Alors que le projet du futur centre pénitentiaire d’Angers est validé, que le terrain est identifié et que les appels d’offres ont été lancés et validés, le dossier semble aujourd’hui au point mort. En cause : l’enveloppe budgétaire de l’État, toujours attendue pour permettre le passage à la phase concrète du chantier. Une situation qui fait planer un nouveau doute sur la réalisation de cette future prison de 850 places.

C’est un projet évoqué depuis plusieurs années et présenté comme une réponse indispensable à la situation de la maison d’arrêt d’Angers. Pourtant, en cette rentrée 2026, le futur centre pénitentiaire de 850 places semble avancer à pas comptés.
Sur le papier, pourtant, le dossier est largement engagé. Le projet est validé, le terrain est fléché et les différentes procédures liées aux marchés ont été lancées. Mais il manque toujours un élément essentiel : la notification des crédits de l’État permettant de concrétiser financièrement l’opération. Autrement dit, le projet existe, il est préparé, mais le chantier, lui, n’a toujours pas réellement démarré.
Un projet toujours soutenu par le préfet
Du côté de l’État, le projet reste toutefois présenté comme une priorité. Ce mercredi 2 septembre, le préfet continue de croire à sa réalisation et le dossier figure toujours « parmi les opérations importantes à mener dans le département », indique le représentant de l’Etat dans le Maine-et-Loire . Reste une inconnue majeure : quand les crédits seront-ils effectivement débloqués ?

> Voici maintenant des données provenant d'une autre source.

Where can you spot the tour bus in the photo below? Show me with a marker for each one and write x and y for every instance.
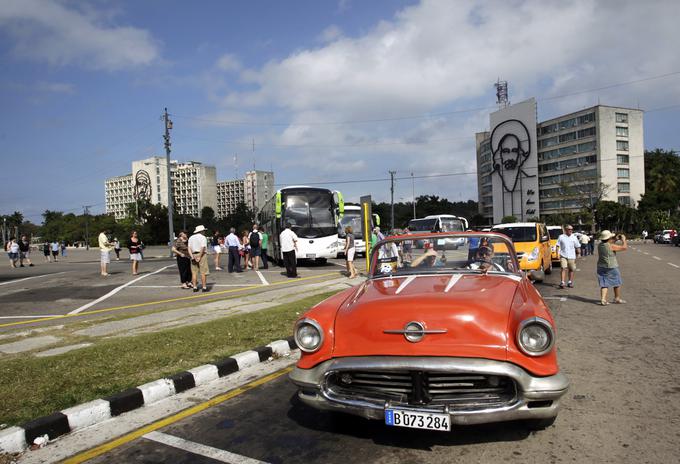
(352, 218)
(311, 213)
(441, 223)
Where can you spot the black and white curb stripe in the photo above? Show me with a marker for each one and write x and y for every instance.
(16, 439)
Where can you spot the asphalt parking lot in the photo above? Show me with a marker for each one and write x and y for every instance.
(623, 404)
(51, 293)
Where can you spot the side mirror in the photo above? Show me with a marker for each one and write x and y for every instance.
(536, 276)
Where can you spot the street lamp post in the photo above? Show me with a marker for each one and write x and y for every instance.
(168, 126)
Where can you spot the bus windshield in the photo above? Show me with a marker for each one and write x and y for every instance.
(310, 214)
(352, 219)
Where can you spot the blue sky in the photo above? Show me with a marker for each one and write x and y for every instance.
(328, 90)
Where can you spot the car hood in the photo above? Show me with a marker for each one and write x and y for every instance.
(473, 311)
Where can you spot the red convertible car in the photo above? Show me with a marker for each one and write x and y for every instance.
(434, 337)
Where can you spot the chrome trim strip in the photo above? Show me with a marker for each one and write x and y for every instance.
(453, 281)
(403, 285)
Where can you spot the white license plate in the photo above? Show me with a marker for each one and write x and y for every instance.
(417, 420)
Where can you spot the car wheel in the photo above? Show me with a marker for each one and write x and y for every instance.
(540, 424)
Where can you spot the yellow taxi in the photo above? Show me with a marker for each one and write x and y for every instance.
(532, 244)
(555, 232)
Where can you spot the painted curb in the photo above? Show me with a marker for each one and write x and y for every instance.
(17, 439)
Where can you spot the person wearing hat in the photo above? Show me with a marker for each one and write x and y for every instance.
(608, 274)
(198, 247)
(570, 247)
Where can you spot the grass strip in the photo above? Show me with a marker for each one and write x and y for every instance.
(33, 387)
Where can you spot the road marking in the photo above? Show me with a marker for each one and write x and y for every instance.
(27, 317)
(116, 290)
(106, 447)
(208, 298)
(262, 279)
(199, 449)
(32, 277)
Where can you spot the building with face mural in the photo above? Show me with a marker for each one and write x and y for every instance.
(531, 169)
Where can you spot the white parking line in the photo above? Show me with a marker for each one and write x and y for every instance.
(32, 277)
(262, 279)
(199, 449)
(116, 290)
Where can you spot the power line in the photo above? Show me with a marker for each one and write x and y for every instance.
(421, 116)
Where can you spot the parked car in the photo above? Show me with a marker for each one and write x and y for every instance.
(416, 346)
(555, 232)
(532, 244)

Cette attente nourrit forcément les interrogations des élus et des acteurs locaux. À l’approche de l’élection présidentielle, une annonce politique majeure sur un dossier pénitentiaire de cette ampleur paraît difficile à anticiper. Pour autant, le préfet estime que la confirmation financière du projet peut encore intervenir entre aujourd’hui et l’élection présidentielle. Le dossier serait donc toujours « en haut de la pile ». Mais, pour l’heure, rien ne bouge réellement sur le terrain.
L’enjeu dépasse largement celui d’un simple nouveau bâtiment administratif. La maison d’arrêt actuelle d’Angers fait face depuis longtemps à une surpopulation carcérale importante, dans des conditions de vétusté qui soulèvent régulièrement des inquiétudes.
Pour les personnels de surveillance, la situation est devenue particulièrement préoccupante. La promiscuité, les tensions liées à la surpopulation et l’état général de l’établissement constituent autant de facteurs susceptibles de faire monter la pression à l’intérieur de la prison. Le futur centre pénitentiaire doit permettre de changer radicalement d’échelle et d’offrir des conditions de détention et de travail adaptées aux exigences actuelles.
En attendant, l’État renforce la sécurité de la maison d’arrêt actuelle
Paradoxalement, alors que le futur établissement tarde à se concrétiser, l’État doit continuer à investir dans la sécurisation de l’actuelle maison d’arrêt. Un exemple particulièrement révélateur concerne la menace des drones. Les survols et les livraisons clandestines par drone au-dessus des établissements pénitentiaires se multiplient. À Angers, plusieurs vols ont déjà fait état de ce phénomène ces dernières semaines.
Pour tenter d’y mettre un terme, un filet anti-drone doit prochainement être installé au-dessus de la cour de la maison d’arrêt, afin d’empêcher les appareils de déposer des colis à destination des détenus. Pour le préfet, le dossier du nouveau centre pénitentiaire reste donc toujours d’actualité d’actualité et la réalisation demeure possible. Mais tant que l’enveloppe budgétaire n’est pas officiellement débloquée, il reste suspendu à une décision de l’État. Et chaque mois qui passe renforce une même question : combien de temps encore faudra-t-il attendre avant que les premiers engins de chantier arrivent enfin sur le terrain ? On n’est en tout cas pas prêt de le voir sortir pour 2032 à ce rythme-là.